The Administrator has also requested that Respondent be required to make restitution by restoring to the Trust all of the funds he improperly withdrew and used. Based upon the particular facts and circumstances in this case, we decline to include restitution as part of our disciplinary recommendation. It was undisputed that Respondent has reached a financial settlement with James, the only complaining party in this matter. There is no indication any of the other affected family members have complained to the ARDC. It was also clear from the testimony of both Sandra and Matthew they did not believe Respondent should be required to restore the funds to the Trust. Therefore, based upon the particular facts and circumstances before us in this case, we do not believe restitution is necessary to effectuate the goals of the disciplinary process. See, e.g., Timpone, 157 Ill. 2d at 199-200 (Court declined to order restitution in conversion case where evidence suggested the injured parties were not seeking return of the funds).

For the foregoing reasons, we recommend that Respondent, Martin J. McKenzie, be suspended for a period of six months.2

Respectfully Submitted,

Lon M. Richey
Robert M. Karton
Albert C. Baldermann

PAGE 46:

CERTIFICATION

I, Kenneth G. Jablonski, Clerk of the Attorney Registration and Disciplinary Commission of the Supreme Court of Illinois and keeper of the records, hereby certifies that the foregoing is a true copy of the Report and Recommendation of the Hearing Board, approved by each Panel member, entered in the above entitled cause of record filed in my office on August 17, 2012.

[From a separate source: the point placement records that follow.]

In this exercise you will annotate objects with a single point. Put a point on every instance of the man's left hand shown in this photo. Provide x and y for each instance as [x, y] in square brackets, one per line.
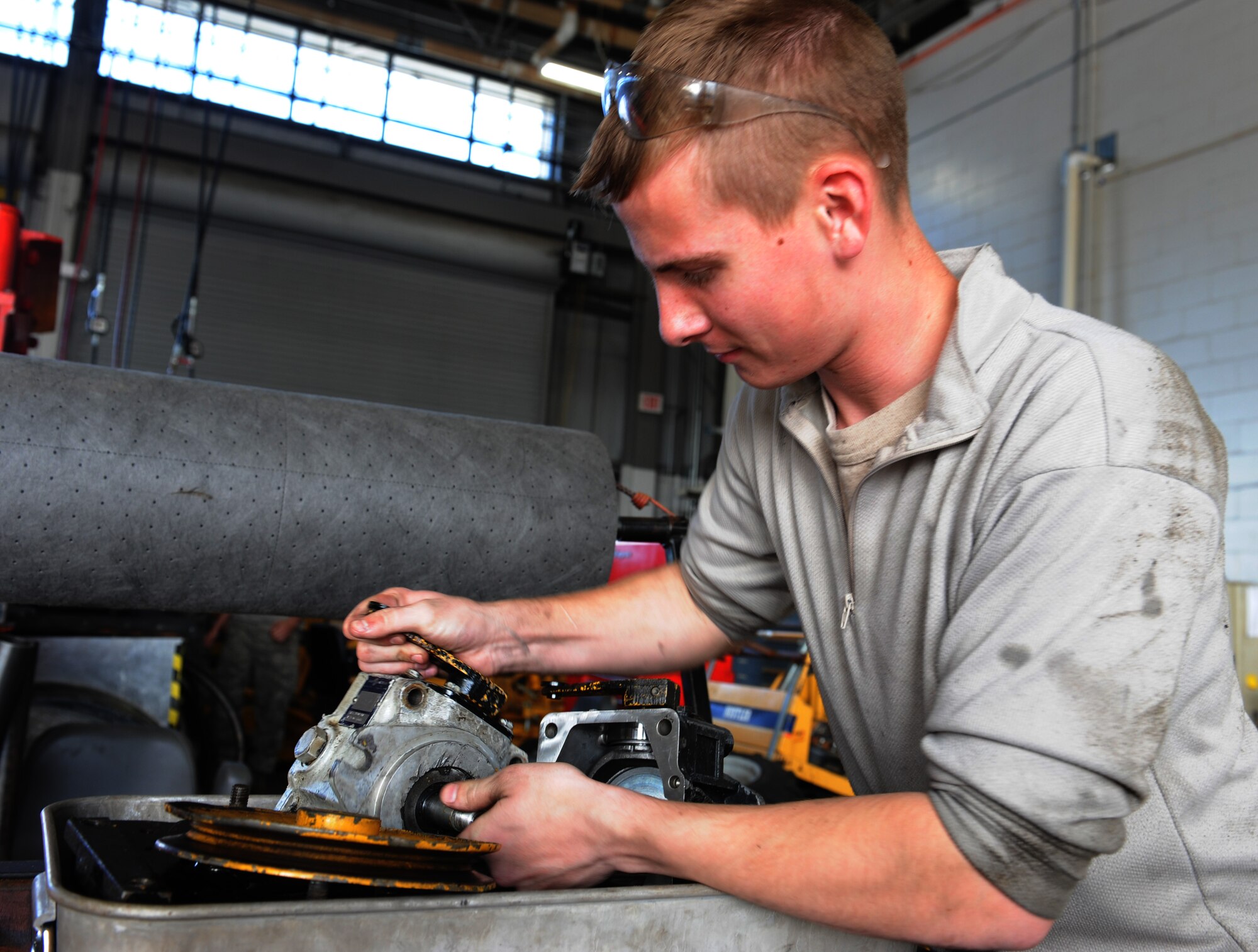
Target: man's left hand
[557, 827]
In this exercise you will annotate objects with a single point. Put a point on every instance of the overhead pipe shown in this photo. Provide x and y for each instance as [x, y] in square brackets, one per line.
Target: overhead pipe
[1077, 167]
[153, 492]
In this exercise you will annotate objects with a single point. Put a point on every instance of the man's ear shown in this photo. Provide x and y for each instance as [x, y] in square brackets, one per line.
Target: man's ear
[841, 196]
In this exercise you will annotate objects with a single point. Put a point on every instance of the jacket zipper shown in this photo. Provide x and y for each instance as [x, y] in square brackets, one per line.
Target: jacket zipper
[850, 599]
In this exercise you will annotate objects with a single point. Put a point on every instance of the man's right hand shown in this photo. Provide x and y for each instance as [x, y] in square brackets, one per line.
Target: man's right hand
[472, 631]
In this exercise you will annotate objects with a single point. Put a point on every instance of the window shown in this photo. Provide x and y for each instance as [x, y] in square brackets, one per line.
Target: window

Kenneth G. Jablonski, Clerk of the
Attorney Registration and Disciplinary
Commission of the Supreme Court of Illinois

_______________________
1 The Administrator also charged Respondent with engaging in "conduct which tends to defeat the administration of justice or bring the courts or legal profession into disrepute in violation of Supreme Court Rule 770."  The Illinois Supreme Court recently stated, "Rule 770 is not itself a Rule of Professional Conduct" and "one does not 'violate' Rule 770.  Rather, one becomes subject to discipline pursuant to Rule 770 upon proof of certain misconduct." In re Thomas, 2012 IL 113035, ? 92.  Accordingly, based on the wording of the allegations in the Complaint before us, we find no violation of Rule 770.

2 The fact we did not find violations of Supreme Court Rule 770 does not affect our recommendation as to sanction.  In re Gerard, 132 Ill. 2d 507 (1989).